A thoracic aortic aneurysm, also known as a thoracic aneurysm or aortic dissection, occurs when a weakness or tear in your aorta (the largest artery in your body) or artery wall causes an abnormal widening, ballooning, and/or bleeding of that blood vessel/artery. Your aorta travels through your chest region, therefore this condition typically occurs in your chest, between your aorta and heart. Your aorta provides blood to your vital organs, tissues, and cells.

If the thoracic aortic aneurysm is slow-growing or small, it may never rupture, however, if it is large and progressive then emergency surgery may be required. A thoracic aortic aneurysm may develop over years, or it may occur suddenly. In addition, some people may not even realize they have an aneurysm until it becomes extremely painful, and/or life-threatening. Treatment may range from observation to surgery. If you suspect that you may have a thoracic aortic aneurysm, it is imperative that you seek immediate medical attention.

Causes

Although the exact cause varies, the most common cause of a thoracic aortic aneurysm is arteriosclerosis, also known as hardening of the arteries. Arteriosclerosis is a type of heart disease that occurs when plaque formations accumulate in your arteries. Plaque buildup in your arteries can weaken arterial walls, and lead to an thoracic aortic aneurysm. Other possible causes include: Marfan syndrome (a connective tissue disease), genetic disorders, nicotine use (smoking), hypertension, and high cholesterol.

Symptoms

In some cases, a thoracic aortic aneurysm occurs suddenly without warning. This typically occurs when the aneurysm tears (ruptures), the wall of your aorta leaks blood (aortic dissections) and/or the aneurysm is fast-growing.Other symptoms associated with a thoracic aortic aneurysm include: hoarseness, swallowing problems, stridor (high-pitched breathing), swelling in your neck, chest pain, upper back pain, nausea, vomiting, clammy skin, accelerated heart rate, and/or a feeling of impending doom.

Treatment Options

Observation

If your thoracic aortic aorta aneurysm is small (approximately 1.6 inches), your physician may opt to observe your aneurysm, every 6 months to a year to check the progression of it. In this case, your physician has deemed that the risks of operating outweigh the benefits.

 

Medications

If hypertension (high blood pressure), high cholesterol, or blocked arteries appear to be contributing to the aneurysm, your physician may prescribe medications to reduce your blood pressure and cholesterol levels, thus lowering your risk of complications.
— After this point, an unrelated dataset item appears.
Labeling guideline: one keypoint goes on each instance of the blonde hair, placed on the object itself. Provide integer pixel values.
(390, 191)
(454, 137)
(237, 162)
These medications may include: beta blockers, angiotensin II receptor blockers, and/or statins.

Prevention Surgery

In some cases, your physician may recommend prevention surgery. In other words, he or she may determine that surgery is needed to prevent your thoracic aortic aneurysm from rupturing. This type of surgery is typically performed on aneurysms that are between 2.0 and 2.5 inches (i.e. 5 or 6 centimeters). Depending on your condition and the location of your thoracic aortic aneurysm, your physician may recommend: open chest surgery or endovascular surgery.

Emergency Surgery

Lastly, in severe cases, your physician may need to perform emergency surgery in order to save your life. In some cases, a thoracic aortic aneurysm can successfully be repaired (i.e. replacing your aorta with a plastic or fabric graft one) with emergency surgery, but it is important to note that this type of surgery can be life-threatening.